The first thing that came to mind was building a stream. One way to do this in Scala is as follows:

Stream.iterate(0)(_ + 1)

or you can do it like this:

lazy val stream: Stream[Int] = 1 #:: stream.map(_ + 1)

The plan was then to lazily generate 40 million numbers, filter out then ones I wanted and count them. Turns out this didn’t work at all as memory started to run out (OutOfMemoryError) for two reasons which at first seemed counterintuitive.

First, if you look at the source code for Stream in Scala you find a lot warnings such as:

*  - One must be cautious of memoization; you can very quickly eat up large
*  amounts of memory if you're not careful.  The reason for this is that the
*  memoization of the `Stream` creates a structure much like
*  [[scala.collection.immutable.List]].  So long as something is holding on to
*  the head, the head holds on to the tail, and so it continues recursively.
*  If, on the other hand, there is nothing holding on to the head (e.g. we used
*  `def` to define the `Stream`) then once it is no longer being used directly,
*  it disappears.

The take method has more to say:

override def take(n: Int): Stream[A] = (
  // Note that the n == 1 condition appears redundant but is not.
  // It prevents "tail" from being referenced (and its head being evaluated)
  // when obtaining the last element of the result. Such are the challenges
  // of working with a lazy-but-not-really sequence.
  if (n <= 0 || isEmpty) Stream.empty
  else if (n == 1) cons(head, Stream.empty)
  else cons(head, tail take n-1)
)

Unaware of this, you (as I) may think that code like this should work just fine:

object MemoryTest extends App {
  val stream = Stream.iterate(0)(_ + 1)
  println(stream.dropWhile(_ < 1000000).head)
}

Running the code above with -Xmx10m will throw an java.lang.OutOfMemoryError: GC overhead limit exceeded exception. However, if you change the val to def it will work just fine since the stream’s head reference can be garbage collected.

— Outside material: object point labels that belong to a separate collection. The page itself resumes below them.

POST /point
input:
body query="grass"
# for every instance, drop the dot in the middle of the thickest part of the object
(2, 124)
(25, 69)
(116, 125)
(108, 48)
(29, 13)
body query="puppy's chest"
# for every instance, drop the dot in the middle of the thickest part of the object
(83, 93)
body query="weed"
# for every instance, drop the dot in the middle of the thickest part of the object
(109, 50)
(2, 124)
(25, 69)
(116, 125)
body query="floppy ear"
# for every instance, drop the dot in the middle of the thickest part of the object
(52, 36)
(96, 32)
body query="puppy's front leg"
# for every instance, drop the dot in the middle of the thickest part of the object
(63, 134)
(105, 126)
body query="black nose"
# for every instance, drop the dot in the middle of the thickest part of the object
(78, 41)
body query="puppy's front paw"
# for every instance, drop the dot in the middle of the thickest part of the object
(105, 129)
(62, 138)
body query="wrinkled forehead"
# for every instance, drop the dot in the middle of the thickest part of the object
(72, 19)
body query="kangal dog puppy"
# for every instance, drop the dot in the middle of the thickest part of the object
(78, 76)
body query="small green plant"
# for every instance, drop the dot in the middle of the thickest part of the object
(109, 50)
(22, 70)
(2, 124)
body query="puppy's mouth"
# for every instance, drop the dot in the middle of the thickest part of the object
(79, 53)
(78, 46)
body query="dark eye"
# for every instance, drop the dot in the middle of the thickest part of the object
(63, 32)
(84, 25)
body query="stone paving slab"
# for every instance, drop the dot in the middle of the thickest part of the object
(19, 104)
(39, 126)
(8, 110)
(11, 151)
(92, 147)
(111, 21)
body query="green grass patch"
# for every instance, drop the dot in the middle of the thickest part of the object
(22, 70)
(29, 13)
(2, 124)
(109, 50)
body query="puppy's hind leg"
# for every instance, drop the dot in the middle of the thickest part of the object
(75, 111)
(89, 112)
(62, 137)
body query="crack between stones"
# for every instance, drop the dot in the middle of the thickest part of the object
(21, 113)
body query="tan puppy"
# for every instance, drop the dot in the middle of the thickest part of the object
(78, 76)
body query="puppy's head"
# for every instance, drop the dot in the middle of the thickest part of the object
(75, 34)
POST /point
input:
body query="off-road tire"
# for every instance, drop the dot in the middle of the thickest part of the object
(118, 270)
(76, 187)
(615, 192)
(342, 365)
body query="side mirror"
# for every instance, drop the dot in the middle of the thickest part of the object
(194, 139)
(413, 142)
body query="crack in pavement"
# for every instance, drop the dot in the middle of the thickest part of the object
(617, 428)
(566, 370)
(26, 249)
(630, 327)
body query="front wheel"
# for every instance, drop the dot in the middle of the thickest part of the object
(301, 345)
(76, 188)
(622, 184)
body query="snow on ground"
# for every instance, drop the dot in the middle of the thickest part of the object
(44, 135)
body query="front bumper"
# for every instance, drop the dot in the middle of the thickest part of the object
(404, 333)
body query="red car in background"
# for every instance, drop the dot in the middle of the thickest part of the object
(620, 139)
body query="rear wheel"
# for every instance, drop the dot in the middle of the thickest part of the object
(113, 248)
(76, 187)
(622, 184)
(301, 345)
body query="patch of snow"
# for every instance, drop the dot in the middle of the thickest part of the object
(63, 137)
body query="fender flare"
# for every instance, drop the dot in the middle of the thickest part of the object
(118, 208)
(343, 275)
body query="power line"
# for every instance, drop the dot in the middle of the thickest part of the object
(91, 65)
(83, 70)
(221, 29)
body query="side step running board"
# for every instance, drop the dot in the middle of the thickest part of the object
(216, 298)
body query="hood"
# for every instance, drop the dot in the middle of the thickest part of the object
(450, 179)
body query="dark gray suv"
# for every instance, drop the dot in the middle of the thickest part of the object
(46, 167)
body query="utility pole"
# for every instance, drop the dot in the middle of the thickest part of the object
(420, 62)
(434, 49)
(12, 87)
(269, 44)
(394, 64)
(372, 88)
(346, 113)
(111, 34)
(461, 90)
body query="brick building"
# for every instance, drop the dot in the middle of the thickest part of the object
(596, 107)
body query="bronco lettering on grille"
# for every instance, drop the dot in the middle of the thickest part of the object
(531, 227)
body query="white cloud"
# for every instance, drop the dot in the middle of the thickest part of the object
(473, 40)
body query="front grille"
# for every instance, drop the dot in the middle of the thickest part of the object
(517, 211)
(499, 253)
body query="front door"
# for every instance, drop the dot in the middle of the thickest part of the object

object MemoryTest extends App {
  def stream = Stream.iterate(0)(_ + 1)
  println(stream.dropWhile(_ < 1000000).head)
}

The next tricky thing is that many methods, such as the common filter method, and unlike dropWhile, isn’t implemented in Stream but in TraversableLike.

With filter you have to worry about how many elements that are going to be memoized in between the elements which the predicate returns true for.

Running the following code with -Xmx10m will throw an OutOfMemoryError:

object MemoryTest extends App {
  def stream = Stream.iterate(0)(_ + 1)
  println(stream.filter(_ >= 1000000).head)
}

While this code will work just fine:

object MemoryTest extends App {
  def stream = Stream.iterate(0)(_ + 1)
  println(stream.filter(_ % 100 == 0).filter(_ >= 1000000).head)
}

With these two things in mind, you should be able to avoid the memory gotchas in Scala streams. In the end though, I realised that I didn’t need Stream but rather Iterator for my Advent of Code solution.

object MemoryTest extends App {
  val iterator = Iterator.iterate(0)(_ + 1)
  println(iterator.filter(_ >= 1000000).next())
}

If you’re not going to take advantage of the memoization, go with Iterator instead!